(had to artificially insert spaces in doWriteHeavyFootprintsInSources in the title of this post for the forum to allow me to make this post)
I’m using v19_0_0 of the pipelines and was hoping to limit the output file size of the “src” tables in cases with high source density using:
processCcd.py DATA --calib DATA/CALIB --rerun processCcdOutputs --id visit=725289 ccdnum=49 --longlog --config isr.doFringe=False --config calibrate.astrometry.matcher.maxRefObjects=3000 --config calibrate.doWriteHeavyFootprintsInSources=False &> processCcd.log &
However, the resulting
src-0725289_49.fits file size with/without
doWriteHeavyFootprintsInSources=False (and holding everything else fixed) ends up exactly the same (2+ GB). Checking DATA/rerun/processCcdOutputs/config/processCcd.py shows that this config setting does seem to be properly recorded:
grep doWriteHeavy DATA/rerun/processCcdOutputs/config/processCcd.py
Thanks very much.
Looks like this feature was removed in Fix pep8 warnings · lsst/pipe_tasks@1ff2a9c · GitHub without comment or notice.
Actually, that’s unfair. That commit was merely removing a useless setting of a variable that was already unused. The real removal was Remove 'flags=sourceWriteFlags' from dataRef.put in CalibrateTask. · lsst/pipe_tasks@790c077 · GitHub
That September 2016 commit gave the rationale “The Butler ‘put’ does not support a ‘flags’ option to pass down
to the underlying catalogs.”
Is this a question that should be revisited with the Gen3 Butler?
There are ongoing discussions about the best way to handle this in Gen3. There is also [DM-26761] Add flags parameter for reading afw tables in gen3 - Jira for dealing with this on read (not write).
Gen3 does not allow people to specify parameters on put. It’s up to the user to strip it ahead of time if they don’t think it will be needed. See also the discussion in DM-6927.
Thanks all for the very helpful responses!
As a mere end user, I would indeed like the ability to specify this type of flag and have its intent be obeyed/propagated, but I can’t claim to know about all the other implications that might bring along.
@timj could you elaborate on “strip it ahead of time” for Gen3 – does that mean I would be manipulating a Butler object such that it discards the things I don’t wish to write-out before issuing the write-out command? Thanks again!
It could mean that you run the code to strip out the heavy footprints before writing the table, but ordinarily that would either be happening in the
Task.run() method (controlled by configuration) or by the
PipelineTask.runQuantum() infrastructure that is interacting with butler. Since you say you are a user and not a Task author, there’s little you can do at the present time.

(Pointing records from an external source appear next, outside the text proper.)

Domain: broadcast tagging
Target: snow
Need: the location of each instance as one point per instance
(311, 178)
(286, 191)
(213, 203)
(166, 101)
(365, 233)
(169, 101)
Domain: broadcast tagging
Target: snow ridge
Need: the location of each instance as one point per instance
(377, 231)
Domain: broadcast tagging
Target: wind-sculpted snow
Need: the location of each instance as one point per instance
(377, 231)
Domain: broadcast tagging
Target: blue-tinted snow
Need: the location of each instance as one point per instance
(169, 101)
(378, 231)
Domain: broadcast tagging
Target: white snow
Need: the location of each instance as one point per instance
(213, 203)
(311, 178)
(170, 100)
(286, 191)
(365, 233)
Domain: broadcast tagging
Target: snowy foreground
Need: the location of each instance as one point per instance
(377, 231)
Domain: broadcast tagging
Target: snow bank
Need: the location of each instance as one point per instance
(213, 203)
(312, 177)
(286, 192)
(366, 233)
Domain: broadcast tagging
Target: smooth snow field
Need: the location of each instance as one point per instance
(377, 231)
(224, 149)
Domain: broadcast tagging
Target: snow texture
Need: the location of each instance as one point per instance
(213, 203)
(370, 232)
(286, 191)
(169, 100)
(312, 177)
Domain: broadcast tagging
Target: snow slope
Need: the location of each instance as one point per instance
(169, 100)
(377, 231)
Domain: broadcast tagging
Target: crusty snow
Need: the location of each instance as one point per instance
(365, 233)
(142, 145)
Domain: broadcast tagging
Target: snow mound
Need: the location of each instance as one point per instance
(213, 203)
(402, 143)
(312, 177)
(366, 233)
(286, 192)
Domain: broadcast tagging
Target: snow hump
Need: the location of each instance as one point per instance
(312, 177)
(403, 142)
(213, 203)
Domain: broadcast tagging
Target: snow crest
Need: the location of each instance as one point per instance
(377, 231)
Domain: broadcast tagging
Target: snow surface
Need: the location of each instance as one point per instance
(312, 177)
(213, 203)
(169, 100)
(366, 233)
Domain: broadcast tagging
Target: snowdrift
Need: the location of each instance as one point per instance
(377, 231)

v19 is an extremely old release of the software and many many things have changed (including the entire way we run pipelines and interact with data files). In this particular case we haven’t implemented any tasks that will strip the heavy footprints out so updating to a current release would not help you. On the other hand, migrating to the modern infrastructure would at least let you make use of any task configuration that does happen in the future.
Thanks, Tim! Yes, I am aware that v19 is quite old. The context is that I’m reducing DECam data, and my understanding has been that DECam support in Gen3 is currently under development, so I’m trying to figure out how to balance using something stable versus not getting ridiculously far behind. At any rate, I am very interested in learning to use Gen3 in the near future.
As far as I’m aware DECam support in Gen3 is working great unless you need to use the community pipeline calibrations. Even if you were wanting to use gen2 you should be using v23.0.2. We are using DECam data with gen3 in many of our alert production tests. @lskelvin or @mrawls can comment in case I’m missing something subtle.
See for example:
Thanks! Yes, using Lee’s guide to learn DECam Gen3 processing has been on my to-do list for a while. Thanks also for the specific recommendation about a more recent version of Gen2.
It is convenient to be able to use CP master cals with Gen2, but I’m alright with learning a different way to handle master cals for Gen3.
What is the status of custom reference catalogs in Gen3? Our group wants to, for instance, process DECam data below Dec = -30 where there’s no PS1 available. @lskelvin @mrawls
Reference catalogs aren’t really different between gen2/gen3. What reference catalog are you thinking of using? We have instructions for converting external catalogs to our refcat format. See this Community post for a Gaia DR2 refcat (though that doesn’t help with photometry).
@parejkoj Thanks for the info! Our group has had good success with making LSST pipeline formatted reference catalogs for our Gen2 DECam reductions, so that’s nice to hear that references catalogs don’t really change much between Gen2/Gen3. Examples of southern data sets we’ve used as reference catalogs with Gen2 are DECaPS (DECam Plane Survey), SkyMapper, and NOIRLab Source Catalog. Thanks again.